We were at my grandmother’s house, about 2.5 hours from our home in Kiln, Miss. The phone in the hallway — the only phone in the house at the time, the phone that, over the years, continually brought horrific news, news of fatal fires, news of shootings — self-inflicted and not — news of heart attacks and cancer diagnoses — the phone rang while we were having breakfast.

It was the principal of the high school where my dad was band director. One of the members of the band’s flag corps had been brutally murdered, along with her mother and father, the night before.

This was in the early 1980s, a time before parents (at least my parents) felt the need to shield their children from bad news. My brother and I were quiet, inquisitive, analytical kids, and we instinctively knew that if we kept our silence and blended into the background we would eventually learn everything there was to know about any topic.

K’s brother had systematically beaten her and her parents to death with a hammer (a sledgehammer, maybe – this detail escapes me). (I call her K because this case is so old that there is no reference to it on the Internet, and I would hate for this to be the only link that shows up in a search.) Another brother survived; he had spent the night at a friend’s house.

I remember being told that the murdering brother had what we would now call a history of mental problems; the term used back then was likely “crazy.” I remember hearing that he had moments when he claimed to be Jesus.

I have long pondered the effect this had on my young psyche, especially when events occur like last week’s shooting at UAHuntsville. Anytime I see news of a multiple slaying, my mind returns to that breakfast phone call and then starts flipping between two questions: How could anyone do this, and how could no one have seen it coming in time to prevent it?

If the multiple murders at K’s home occurred today, there would have been counselors swarming our tiny school the next week. As it was, we were supposed to simply take it to heart that this was an anomaly, something that could not happen to any of us, so long as we didn’t know any crazy people.

The problem that I recognized then and now is that “crazy” is not as easily defined as everyone would have had us think.

I also learned that the “stranger danger” line fed to us after the Atlanta child murders and the murder of Adam Walsh was not the entirety of things we had to worry about. Not that I suspected my 8-year-old brother of murderous intent, but the realization that someone K knew and loved was capable of such atrocity was a game-changer for a pre-teen.
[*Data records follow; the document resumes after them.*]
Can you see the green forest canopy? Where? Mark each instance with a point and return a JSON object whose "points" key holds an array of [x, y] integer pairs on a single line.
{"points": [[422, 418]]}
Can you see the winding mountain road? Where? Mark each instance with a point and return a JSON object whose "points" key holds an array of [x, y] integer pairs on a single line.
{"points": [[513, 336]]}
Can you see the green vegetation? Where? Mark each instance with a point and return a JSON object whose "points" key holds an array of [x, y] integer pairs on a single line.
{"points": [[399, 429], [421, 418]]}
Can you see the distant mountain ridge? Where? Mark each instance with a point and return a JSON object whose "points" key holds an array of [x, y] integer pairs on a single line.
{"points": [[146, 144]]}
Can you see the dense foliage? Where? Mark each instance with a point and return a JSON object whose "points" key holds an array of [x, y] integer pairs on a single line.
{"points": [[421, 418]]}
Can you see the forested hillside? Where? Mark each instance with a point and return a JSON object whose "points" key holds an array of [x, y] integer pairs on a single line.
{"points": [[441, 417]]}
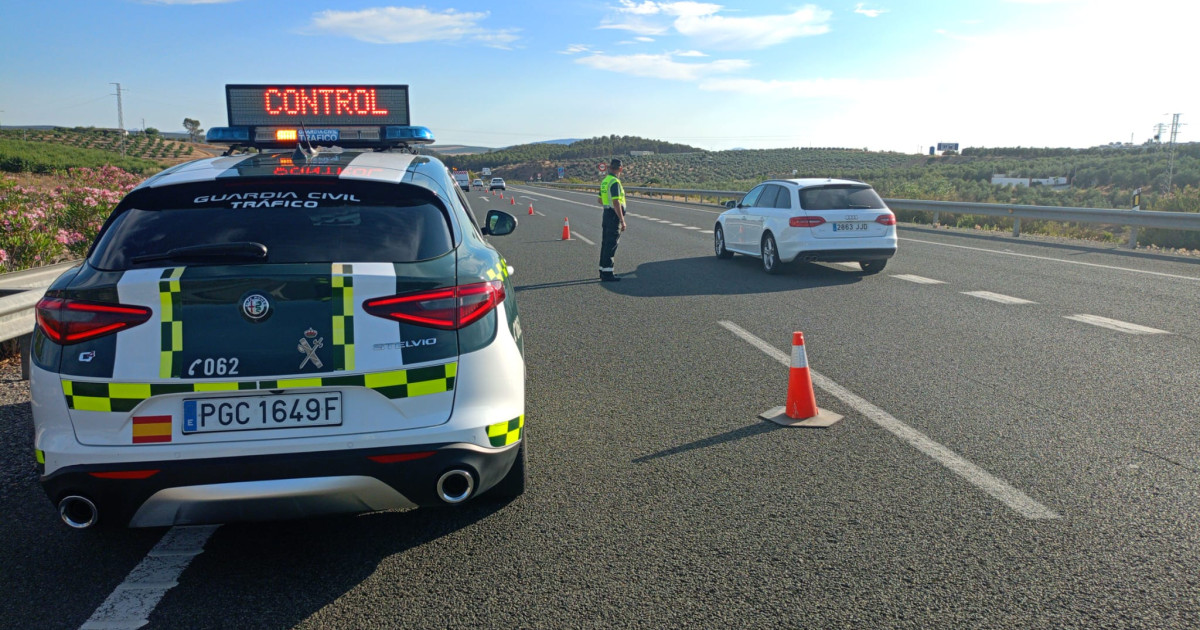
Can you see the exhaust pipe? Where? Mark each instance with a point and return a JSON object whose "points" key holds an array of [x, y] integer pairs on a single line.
{"points": [[78, 513], [455, 486]]}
The idea that you might not ever REALLY know someone, that there might always be some part closed off to you, no matter how close you are, was not that foreign to me, but the idea that the closed-off part might harbor such unpredictable anger and violence was alarming.

The world was a little less safe, and for the past three decades it seems to have become a LOT less safe.

School shootings, workplace shootings, murder-suicides … it seems like our closed-off parts are more dangerous than ever.

I couldn’t make sense of it when I was 10, and I’m no closer to understanding it now. I just have to hope that events like this really are anomalies, and that the hidden parts of strangers, friends, associates, and even family members aren’t as dark and dangerous as others have proven to be.